In Mac Thornberry‘s sweeping Congressional district, a colorful field has emerged — from conservative firebrand Chris Ekstrom to someone who’s ballot name is sure to be contested: Catherine “I Swear” Carr. Candidates include Carr, Ekstrom, Josh Winegarner, Vance Snider II, Diane Knowlton, Jamie Culley, Jason Foglesong, Elaine Hays, Richard Herman, Monique Worthy, Matt McArthur, Lee Harvey, Mark Neese, Ronny Jackson, and Asusena Resendiz.
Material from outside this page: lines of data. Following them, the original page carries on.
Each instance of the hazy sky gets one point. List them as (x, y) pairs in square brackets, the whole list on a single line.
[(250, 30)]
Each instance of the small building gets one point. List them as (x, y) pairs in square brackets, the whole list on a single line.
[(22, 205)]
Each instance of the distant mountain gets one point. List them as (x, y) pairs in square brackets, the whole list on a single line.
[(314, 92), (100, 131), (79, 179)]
In Congressional District 17, Bill Flores is retiring, which drew in former Dallas-area Congressman Pete Sessions, who grew up in the area. Though Flores said earlier he preferred local talent to rise up and run, 11 other candidates threw their hat in the ring. Candidates include Sessions, Scott Bland, George Hindman, Ahmad Adnan, Todd Kent, Renee Swann, Trent Sutton, Kristen Alamo Rowin, Laruie Godfrey McReynolds, David Saucedo, Elianor Vessali, and Jeff Oppenheim.
Congressman Will Hurd‘s announcement to not seek re-election immediately drew the attention of recognizable activist Alma Arredondo-Lynch. Over the rest of the filing period, a diverse field began to emerge including Ben Van Winkle, Alia Ureste, Tony Gonzales, Alma Arredondo-Lynch, Raul Reyes, Jeff McFarlin, Cecil B. “Burt” Jones, Sharon Breckenridge Thomas, and Darwin Boedeker.
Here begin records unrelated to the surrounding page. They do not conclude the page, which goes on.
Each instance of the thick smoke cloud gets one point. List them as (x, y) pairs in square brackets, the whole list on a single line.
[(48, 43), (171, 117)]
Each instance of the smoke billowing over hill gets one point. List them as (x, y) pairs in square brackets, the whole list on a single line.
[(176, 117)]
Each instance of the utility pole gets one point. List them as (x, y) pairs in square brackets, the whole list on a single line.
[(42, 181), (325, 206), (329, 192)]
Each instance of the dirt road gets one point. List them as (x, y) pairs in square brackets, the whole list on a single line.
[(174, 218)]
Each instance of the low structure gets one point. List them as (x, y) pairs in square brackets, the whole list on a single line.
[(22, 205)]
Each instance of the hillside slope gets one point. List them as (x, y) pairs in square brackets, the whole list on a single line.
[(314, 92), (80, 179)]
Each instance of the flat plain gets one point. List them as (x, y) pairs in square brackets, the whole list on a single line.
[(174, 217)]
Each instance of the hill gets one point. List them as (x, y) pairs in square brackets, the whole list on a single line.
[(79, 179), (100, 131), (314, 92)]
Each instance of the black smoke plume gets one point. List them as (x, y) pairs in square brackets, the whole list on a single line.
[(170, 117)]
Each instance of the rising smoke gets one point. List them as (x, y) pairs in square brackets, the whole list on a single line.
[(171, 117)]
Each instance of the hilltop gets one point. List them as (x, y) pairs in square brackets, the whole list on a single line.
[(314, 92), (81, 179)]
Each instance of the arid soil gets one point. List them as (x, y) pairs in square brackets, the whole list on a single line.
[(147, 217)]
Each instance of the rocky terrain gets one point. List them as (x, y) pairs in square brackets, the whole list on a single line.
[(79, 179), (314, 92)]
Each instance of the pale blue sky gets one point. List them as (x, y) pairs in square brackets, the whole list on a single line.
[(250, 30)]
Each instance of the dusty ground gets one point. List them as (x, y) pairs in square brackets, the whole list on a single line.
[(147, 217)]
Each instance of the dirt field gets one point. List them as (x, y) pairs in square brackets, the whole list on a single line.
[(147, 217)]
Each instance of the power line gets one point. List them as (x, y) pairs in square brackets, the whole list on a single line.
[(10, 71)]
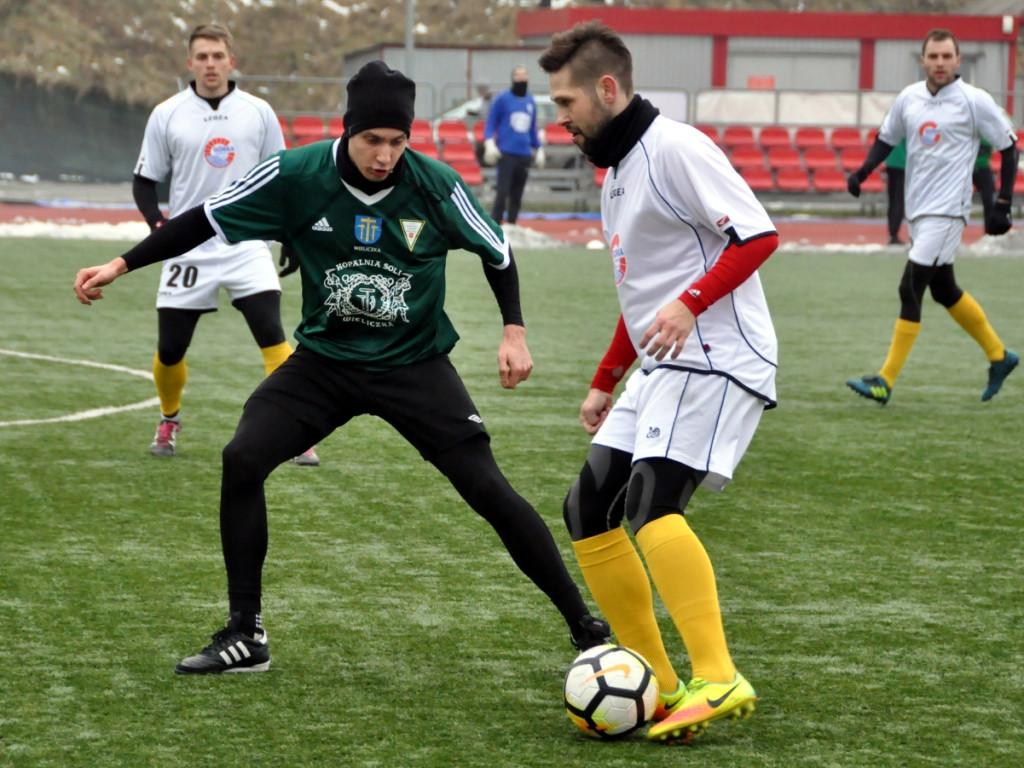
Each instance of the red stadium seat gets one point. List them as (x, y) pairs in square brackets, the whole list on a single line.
[(759, 179), (425, 145), (452, 130), (421, 129), (793, 179), (820, 159), (774, 135), (738, 135), (852, 159), (470, 172), (748, 157), (808, 136), (828, 181), (846, 137), (873, 183), (556, 134), (459, 152), (711, 132), (783, 157), (307, 128)]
Kenny Marchant was the fourth to announce his retirement, and the prospective GOP field only grew to five candidates: regional HUD administrator and Irving Mayor prospect Beth Van Duyne, Desi Maes, Jeron Liverman, David Fegan, and Sunny Chaparala.
From the hip: We’ve heard enough about a so-called “Texodus” (an abuse of the earlier-coined term, by the way) and the rise of liberal voters in these districts that there’s really no need to give the Democrats any more free publicity than they have already received from the mainstream press. For now, more than 60 Republicans are putting their money on the table, wagering these districts are safe and sound for the GOP. That’s the takeaway here. Everything else will be sorted out in the months ahead.